School backs down on ban

CLUB V COLLEGE: Promising soccer player Brendan Wyatt is in dispute with Westlake Boys after choosing to play for East Coast Bays.
CLUB V COLLEGE: Promising soccer player Brendan Wyatt is in dispute with Westlake Boys after choosing to play for East Coast Bays.

Accusations of bullying are being levelled at Westlake Boys High School over tough sanctions, including ball bans, for students withdrawing from college teams.

The criticism comes after the college initially banned a final year student from the ball, graduation dinner, and sports awards because he wouldn't play soccer for the college.

Soccer player Brendan Wyatt, 17, withdrew from the college team to play for East Coast Bays' premier side when college and club games clashed.

His dad Scott says Brendan told the college of his decision last year but was only informed of the sanctions last Friday, just weeks before the school ball.

This week college principal David Ferguson said in a media interview that it had lifted the sanctions on Brendan but he defended the college's policy.

Westlake Boys says students like Brendan chosen for the college's sports institute are asked to sign an agreement that states they must play for the college for five years.

But Mr Ferguson said he accepted that Mr Wyatt was unaware of the policy.

Board of trustees chairman James Sclater told the North Shore Times the college didn't want to comment further on the issue.

A Facebook page supporting Brendan had attracted 6400 people by yesterday.

Mr Wyatt says no contract was signed when his son joined the academy when he was in year 10, or fourth form.

He says the situation his son faced was a form of bullying and comes at a time when his son is studying for Cambridge exams.

"It's not physical but it's pressuring.

"It's coercing. It's using your authority as a school to put pressure on a student to change his mind.

"It's a fantastic school. I just think they have made a mistake here."

Mr Wyatt says his son has written to the principal seeking an admission a mistake was made and an apology.

If the college does keep the policy it must make parents and students aware that signing up to the institute could impact their sporting life later, he says.

East Coast Bays is offering his son an opportunity to pursue soccer after college.
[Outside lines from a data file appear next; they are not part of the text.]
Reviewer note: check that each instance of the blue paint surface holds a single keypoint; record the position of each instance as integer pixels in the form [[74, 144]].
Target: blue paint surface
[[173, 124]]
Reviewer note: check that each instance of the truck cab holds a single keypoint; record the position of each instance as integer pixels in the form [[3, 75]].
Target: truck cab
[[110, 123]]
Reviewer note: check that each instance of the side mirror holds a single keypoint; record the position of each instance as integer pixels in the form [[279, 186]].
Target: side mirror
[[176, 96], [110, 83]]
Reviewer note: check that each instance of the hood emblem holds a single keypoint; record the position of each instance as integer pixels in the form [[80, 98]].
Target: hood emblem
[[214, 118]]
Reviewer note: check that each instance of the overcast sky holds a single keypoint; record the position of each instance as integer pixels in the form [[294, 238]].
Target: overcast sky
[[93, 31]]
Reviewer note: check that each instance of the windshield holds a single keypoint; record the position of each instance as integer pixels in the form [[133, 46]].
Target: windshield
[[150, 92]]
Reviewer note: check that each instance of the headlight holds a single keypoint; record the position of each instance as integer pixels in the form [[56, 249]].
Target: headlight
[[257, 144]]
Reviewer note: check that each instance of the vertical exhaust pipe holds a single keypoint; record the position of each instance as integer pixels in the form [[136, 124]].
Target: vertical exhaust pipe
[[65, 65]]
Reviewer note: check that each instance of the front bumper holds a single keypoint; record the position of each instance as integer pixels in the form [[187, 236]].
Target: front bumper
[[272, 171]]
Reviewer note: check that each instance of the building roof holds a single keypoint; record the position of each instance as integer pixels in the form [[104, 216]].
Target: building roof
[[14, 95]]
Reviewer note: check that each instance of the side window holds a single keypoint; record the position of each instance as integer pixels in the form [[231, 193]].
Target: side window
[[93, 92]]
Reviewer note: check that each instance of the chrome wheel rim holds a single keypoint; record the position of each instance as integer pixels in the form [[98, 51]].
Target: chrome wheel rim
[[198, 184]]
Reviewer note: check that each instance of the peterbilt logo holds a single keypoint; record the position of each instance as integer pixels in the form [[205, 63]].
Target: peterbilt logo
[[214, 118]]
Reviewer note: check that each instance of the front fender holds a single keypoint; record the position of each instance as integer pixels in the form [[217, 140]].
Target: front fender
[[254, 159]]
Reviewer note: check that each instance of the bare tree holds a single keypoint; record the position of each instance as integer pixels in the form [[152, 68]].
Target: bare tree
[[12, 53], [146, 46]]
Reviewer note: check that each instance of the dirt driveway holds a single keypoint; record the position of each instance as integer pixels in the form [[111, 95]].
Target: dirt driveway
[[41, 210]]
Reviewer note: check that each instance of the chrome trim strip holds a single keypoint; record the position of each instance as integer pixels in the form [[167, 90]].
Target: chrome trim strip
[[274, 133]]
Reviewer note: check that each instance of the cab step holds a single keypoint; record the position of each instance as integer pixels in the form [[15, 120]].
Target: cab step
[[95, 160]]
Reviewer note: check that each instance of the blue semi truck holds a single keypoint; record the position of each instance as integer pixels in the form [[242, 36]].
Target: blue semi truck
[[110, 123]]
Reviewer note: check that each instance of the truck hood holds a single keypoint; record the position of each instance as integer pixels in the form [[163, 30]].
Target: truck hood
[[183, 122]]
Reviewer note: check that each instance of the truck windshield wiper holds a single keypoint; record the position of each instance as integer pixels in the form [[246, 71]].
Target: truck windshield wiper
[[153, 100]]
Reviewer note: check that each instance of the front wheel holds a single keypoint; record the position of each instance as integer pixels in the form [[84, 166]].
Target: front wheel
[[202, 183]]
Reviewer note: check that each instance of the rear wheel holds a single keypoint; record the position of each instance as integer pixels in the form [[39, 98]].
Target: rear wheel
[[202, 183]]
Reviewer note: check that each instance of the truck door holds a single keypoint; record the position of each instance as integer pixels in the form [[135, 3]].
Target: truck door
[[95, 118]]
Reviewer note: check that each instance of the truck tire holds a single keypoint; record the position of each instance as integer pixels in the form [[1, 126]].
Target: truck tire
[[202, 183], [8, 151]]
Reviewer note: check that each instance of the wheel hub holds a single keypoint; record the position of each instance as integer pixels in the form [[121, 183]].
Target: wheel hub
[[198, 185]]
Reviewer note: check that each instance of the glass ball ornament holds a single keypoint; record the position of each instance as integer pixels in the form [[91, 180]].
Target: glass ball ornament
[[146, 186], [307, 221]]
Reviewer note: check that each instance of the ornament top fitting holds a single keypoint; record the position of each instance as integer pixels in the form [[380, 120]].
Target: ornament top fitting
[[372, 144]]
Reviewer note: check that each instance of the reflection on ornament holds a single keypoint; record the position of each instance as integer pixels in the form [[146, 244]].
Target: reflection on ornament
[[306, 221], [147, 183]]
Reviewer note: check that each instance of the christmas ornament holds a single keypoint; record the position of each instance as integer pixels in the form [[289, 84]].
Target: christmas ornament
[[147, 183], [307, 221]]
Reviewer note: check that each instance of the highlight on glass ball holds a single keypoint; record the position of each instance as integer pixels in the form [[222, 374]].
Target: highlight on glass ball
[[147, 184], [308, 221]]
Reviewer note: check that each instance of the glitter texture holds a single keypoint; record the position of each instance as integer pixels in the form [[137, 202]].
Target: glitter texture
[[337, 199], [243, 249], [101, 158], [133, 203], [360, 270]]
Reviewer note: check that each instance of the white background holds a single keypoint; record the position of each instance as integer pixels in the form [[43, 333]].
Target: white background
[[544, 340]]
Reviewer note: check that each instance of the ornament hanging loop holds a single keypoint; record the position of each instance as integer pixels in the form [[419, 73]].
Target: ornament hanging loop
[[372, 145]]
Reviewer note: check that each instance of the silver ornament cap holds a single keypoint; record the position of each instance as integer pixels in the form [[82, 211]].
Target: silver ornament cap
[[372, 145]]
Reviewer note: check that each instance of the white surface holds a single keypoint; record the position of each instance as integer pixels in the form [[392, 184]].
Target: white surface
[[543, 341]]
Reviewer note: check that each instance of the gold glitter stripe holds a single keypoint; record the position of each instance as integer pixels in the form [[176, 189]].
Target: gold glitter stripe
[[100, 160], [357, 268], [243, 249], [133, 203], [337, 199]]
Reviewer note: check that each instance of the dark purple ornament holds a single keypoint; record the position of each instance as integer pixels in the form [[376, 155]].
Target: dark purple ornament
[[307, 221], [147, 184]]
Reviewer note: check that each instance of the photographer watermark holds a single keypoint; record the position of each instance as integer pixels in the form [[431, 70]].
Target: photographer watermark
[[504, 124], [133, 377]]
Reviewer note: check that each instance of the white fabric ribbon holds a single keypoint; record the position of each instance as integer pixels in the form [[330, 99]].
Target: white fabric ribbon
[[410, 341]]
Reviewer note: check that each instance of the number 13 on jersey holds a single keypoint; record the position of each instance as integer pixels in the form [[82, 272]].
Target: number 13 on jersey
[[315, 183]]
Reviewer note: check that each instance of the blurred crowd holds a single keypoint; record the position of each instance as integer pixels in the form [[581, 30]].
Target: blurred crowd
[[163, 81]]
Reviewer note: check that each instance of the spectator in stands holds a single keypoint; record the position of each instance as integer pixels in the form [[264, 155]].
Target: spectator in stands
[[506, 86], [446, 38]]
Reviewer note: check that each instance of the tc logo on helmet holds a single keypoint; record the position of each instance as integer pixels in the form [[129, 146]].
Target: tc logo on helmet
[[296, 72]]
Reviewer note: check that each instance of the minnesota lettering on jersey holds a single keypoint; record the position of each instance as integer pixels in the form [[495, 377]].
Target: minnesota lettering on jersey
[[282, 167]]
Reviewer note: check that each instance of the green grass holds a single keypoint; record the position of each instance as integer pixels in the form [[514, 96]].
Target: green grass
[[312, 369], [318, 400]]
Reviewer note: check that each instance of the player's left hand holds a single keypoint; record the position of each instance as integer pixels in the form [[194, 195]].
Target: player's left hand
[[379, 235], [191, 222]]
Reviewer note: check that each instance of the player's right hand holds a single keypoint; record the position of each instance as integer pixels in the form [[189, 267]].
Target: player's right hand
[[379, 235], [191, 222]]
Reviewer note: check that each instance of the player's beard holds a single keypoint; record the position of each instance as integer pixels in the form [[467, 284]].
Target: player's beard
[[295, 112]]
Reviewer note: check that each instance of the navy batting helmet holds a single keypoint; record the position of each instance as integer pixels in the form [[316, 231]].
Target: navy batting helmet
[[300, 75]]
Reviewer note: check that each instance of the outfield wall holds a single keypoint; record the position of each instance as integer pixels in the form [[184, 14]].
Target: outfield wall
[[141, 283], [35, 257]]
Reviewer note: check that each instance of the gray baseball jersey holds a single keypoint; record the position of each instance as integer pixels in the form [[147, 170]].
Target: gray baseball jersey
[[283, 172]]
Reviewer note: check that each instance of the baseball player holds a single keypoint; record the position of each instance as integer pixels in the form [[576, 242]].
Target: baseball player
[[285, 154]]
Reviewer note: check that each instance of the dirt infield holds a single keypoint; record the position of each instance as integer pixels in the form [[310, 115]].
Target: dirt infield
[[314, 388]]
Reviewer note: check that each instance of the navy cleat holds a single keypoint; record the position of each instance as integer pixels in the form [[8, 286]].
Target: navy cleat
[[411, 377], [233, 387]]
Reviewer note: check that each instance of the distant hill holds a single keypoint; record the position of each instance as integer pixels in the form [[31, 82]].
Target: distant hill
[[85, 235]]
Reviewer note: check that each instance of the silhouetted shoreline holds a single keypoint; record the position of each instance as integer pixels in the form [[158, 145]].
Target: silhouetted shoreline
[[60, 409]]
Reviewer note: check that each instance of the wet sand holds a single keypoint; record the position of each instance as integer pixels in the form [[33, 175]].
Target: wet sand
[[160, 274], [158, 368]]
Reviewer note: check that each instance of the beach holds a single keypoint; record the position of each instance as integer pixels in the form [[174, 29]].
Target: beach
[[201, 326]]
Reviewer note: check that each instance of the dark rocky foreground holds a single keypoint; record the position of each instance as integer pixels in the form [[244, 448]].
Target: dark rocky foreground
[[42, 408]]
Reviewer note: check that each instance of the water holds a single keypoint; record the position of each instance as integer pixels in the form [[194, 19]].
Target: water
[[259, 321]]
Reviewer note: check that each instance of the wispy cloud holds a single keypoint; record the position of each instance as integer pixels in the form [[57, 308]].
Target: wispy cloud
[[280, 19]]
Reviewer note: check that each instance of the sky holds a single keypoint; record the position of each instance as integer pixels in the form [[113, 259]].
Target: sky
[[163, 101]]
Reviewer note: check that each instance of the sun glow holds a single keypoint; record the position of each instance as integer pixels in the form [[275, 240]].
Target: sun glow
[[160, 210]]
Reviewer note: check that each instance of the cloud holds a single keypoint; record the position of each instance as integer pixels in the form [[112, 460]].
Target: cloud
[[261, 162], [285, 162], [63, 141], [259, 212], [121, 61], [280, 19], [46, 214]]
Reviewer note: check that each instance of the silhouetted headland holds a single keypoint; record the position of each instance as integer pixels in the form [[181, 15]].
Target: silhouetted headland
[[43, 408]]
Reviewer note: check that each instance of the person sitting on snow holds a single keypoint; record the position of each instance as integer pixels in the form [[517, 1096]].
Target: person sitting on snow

Brendan is among three boys the club hopes to send to England for a trial with a club, he says.

"Every young boy's dream is to be a footballer. As a parent I don't want to squash that dream."

East Coast Bays AFC president Steve Buckley says he's heard of students being pressured to play for the college but not being banned from things like the ball.

"This has been going on for may years. If we continue this tack, it will go on for many more years. The people who ultimately suffer are the players."

Mr Buckley would like colleges and clubs to work together to improve the schools competition and relieve the pressure on clubs.

He believes a compromise can be reached through a willingness for flexibility and changes to games schedules.